What Is the EMV Liability Shift?

emv chip card and reader

Major U.S. financial institutions, such as banks and credit union, have been issuing EMV chip cards to their customers since 2014. EMV cards are also referred to as chip cards or smartcards because they are manufactured with an embedded microchip (that functions like a mini-computer) that offers stronger security features and other capabilities traditional magnetic stripe cards don’t have.

The move from the traditional cards with the magnetic stripe on the back to the new ones with an embedded computer chip is aimed at reducing fraud with counterfeit cards. Global losses have risen steadily despite the best efforts of global law enforcement agencies, increasing pressure to find a global solution.

The chip stores information securely and performs cryptographic processing that keeps the data safe from fraudsters and identity thieves. Mag stripe cards have been the standard in the U.S. for over 50 years but in early 2015 U.S. government agencies began shifting to chip-and-PIN cards under presidential executive order. The major card companies also changed the rules regarding liability for counterfeit card-present transactions to encourage the U.S. adoption of EMV technology.

The EMV Liability Shift took place in October 2015 with the exception of gasoline dispensers who have until October of 2017 to upgrade to EMV card readers to remain compliant. Prior to October 2015 the card-issuing banks assumed any liability if fraud originated from a counterfeit, lost or stolen credit card.

Since the shift of October 2015 if a fraudulent purchase is made using a counterfeit card in your business, you may assume responsibility for the fraudulent cost if you have not upgraded to an EMV enabled terminal. However, this industry-mandated EMV liability shift impacts all in the payment processing chain — the issuing bank, the acquiring bank, the payment processor, and the merchant. MasterCard defines the liability shift this way: The party, either the issuer or merchant, who does not support EMV, assumes liability for counterfeit card transactions. The term issuer refers to banks, credit unions, and any other financial institution issuing credit or debit cards.

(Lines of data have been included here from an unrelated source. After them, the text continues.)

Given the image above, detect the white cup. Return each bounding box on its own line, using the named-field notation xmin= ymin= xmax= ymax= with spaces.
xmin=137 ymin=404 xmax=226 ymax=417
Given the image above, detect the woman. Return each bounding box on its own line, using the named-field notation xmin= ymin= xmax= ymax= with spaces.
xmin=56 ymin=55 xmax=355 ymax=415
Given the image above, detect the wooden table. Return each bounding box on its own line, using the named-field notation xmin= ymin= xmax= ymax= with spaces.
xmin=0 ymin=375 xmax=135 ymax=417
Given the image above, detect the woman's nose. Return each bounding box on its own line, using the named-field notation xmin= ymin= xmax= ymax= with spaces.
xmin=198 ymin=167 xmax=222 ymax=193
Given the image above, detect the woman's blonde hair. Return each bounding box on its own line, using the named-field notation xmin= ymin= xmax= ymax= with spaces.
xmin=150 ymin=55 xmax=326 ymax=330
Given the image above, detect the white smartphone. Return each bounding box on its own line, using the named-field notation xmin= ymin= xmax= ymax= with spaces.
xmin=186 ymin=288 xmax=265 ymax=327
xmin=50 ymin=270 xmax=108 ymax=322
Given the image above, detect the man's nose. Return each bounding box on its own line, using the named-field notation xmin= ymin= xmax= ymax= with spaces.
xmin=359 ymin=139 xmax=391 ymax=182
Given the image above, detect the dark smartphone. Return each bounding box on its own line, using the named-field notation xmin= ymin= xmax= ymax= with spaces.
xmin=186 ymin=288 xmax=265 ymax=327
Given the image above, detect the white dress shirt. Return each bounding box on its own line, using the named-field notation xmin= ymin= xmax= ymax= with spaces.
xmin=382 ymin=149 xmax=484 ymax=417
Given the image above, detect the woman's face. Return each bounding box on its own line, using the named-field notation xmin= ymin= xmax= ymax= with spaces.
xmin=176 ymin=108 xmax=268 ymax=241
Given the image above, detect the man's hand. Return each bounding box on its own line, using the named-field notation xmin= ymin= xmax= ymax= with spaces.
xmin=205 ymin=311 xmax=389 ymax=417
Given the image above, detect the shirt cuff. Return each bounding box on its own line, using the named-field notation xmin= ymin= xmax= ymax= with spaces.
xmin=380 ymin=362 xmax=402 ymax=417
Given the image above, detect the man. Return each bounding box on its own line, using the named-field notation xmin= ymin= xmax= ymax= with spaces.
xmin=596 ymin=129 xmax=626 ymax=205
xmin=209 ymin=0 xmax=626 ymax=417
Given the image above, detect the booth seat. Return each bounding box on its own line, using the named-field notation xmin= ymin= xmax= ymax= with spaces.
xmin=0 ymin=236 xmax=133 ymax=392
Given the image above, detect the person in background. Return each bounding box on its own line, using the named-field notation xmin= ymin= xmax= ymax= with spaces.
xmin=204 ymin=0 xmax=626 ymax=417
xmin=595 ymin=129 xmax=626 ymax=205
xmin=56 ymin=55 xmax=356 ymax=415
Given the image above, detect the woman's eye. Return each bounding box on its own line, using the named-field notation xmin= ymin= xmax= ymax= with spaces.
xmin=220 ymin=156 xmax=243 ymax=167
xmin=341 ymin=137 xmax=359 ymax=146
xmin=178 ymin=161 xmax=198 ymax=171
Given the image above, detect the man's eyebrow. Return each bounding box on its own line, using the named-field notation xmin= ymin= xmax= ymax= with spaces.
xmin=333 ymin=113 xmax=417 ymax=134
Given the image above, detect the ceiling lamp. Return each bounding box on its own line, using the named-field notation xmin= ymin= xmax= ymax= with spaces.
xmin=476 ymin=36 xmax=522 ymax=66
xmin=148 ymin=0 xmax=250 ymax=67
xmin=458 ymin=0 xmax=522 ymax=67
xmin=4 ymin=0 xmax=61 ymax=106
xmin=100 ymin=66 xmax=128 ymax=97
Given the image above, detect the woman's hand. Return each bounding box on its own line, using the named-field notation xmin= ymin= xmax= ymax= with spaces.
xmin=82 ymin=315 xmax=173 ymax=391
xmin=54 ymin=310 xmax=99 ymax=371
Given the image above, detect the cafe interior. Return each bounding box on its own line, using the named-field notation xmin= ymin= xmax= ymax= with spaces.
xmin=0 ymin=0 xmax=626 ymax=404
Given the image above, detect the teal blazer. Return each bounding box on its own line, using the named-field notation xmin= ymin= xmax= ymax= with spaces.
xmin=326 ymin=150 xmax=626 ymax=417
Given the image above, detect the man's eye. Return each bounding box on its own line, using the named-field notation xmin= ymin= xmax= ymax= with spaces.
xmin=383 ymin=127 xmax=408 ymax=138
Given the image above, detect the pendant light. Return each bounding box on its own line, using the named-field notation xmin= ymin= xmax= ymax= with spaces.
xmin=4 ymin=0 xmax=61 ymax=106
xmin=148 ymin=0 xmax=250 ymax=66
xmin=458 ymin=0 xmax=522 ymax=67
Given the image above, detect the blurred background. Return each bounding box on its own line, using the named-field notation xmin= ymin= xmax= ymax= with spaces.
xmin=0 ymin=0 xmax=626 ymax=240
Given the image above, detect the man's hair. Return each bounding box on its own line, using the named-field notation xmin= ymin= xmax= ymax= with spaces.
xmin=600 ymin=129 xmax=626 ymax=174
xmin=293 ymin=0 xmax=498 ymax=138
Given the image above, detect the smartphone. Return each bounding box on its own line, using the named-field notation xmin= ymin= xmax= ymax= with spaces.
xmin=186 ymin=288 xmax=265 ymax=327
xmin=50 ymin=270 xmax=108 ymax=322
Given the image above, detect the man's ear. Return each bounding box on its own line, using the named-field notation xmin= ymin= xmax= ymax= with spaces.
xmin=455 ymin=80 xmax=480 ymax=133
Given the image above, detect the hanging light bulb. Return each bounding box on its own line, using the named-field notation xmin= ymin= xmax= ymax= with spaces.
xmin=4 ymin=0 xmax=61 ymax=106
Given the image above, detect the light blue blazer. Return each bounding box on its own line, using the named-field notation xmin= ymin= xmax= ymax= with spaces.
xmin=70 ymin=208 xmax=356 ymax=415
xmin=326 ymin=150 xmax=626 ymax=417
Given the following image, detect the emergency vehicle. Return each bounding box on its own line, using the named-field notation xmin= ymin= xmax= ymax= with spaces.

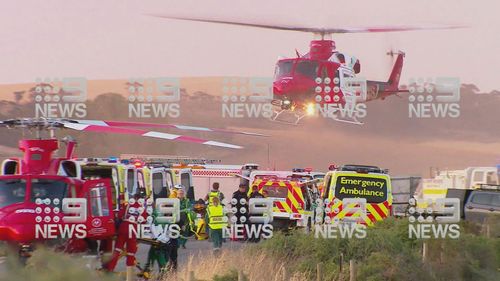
xmin=417 ymin=167 xmax=500 ymax=201
xmin=120 ymin=154 xmax=195 ymax=201
xmin=248 ymin=168 xmax=320 ymax=229
xmin=72 ymin=157 xmax=137 ymax=210
xmin=322 ymin=165 xmax=393 ymax=225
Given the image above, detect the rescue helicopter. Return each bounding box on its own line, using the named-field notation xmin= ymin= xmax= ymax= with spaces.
xmin=0 ymin=118 xmax=262 ymax=258
xmin=151 ymin=14 xmax=461 ymax=125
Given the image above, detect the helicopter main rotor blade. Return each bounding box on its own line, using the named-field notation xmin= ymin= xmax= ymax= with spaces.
xmin=61 ymin=122 xmax=243 ymax=149
xmin=71 ymin=120 xmax=268 ymax=137
xmin=149 ymin=14 xmax=465 ymax=34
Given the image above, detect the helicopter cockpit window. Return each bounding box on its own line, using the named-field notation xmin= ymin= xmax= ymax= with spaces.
xmin=295 ymin=60 xmax=319 ymax=78
xmin=275 ymin=60 xmax=293 ymax=78
xmin=31 ymin=179 xmax=68 ymax=202
xmin=0 ymin=179 xmax=26 ymax=208
xmin=153 ymin=173 xmax=168 ymax=198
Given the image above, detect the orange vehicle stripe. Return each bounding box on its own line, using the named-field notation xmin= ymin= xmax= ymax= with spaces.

Merchants aren’t officially required to install the technology to accept the new cards, but they risk incurring more costs if they don’t. According to Rippleshot, a fraud-analytics firm in Chicago, restaurants, grocery stores and liquor stores are among the most popular places where cardholder data are stolen. Small and midsize merchants may be particularly vulnerable because they have been slower to adopt the new technology.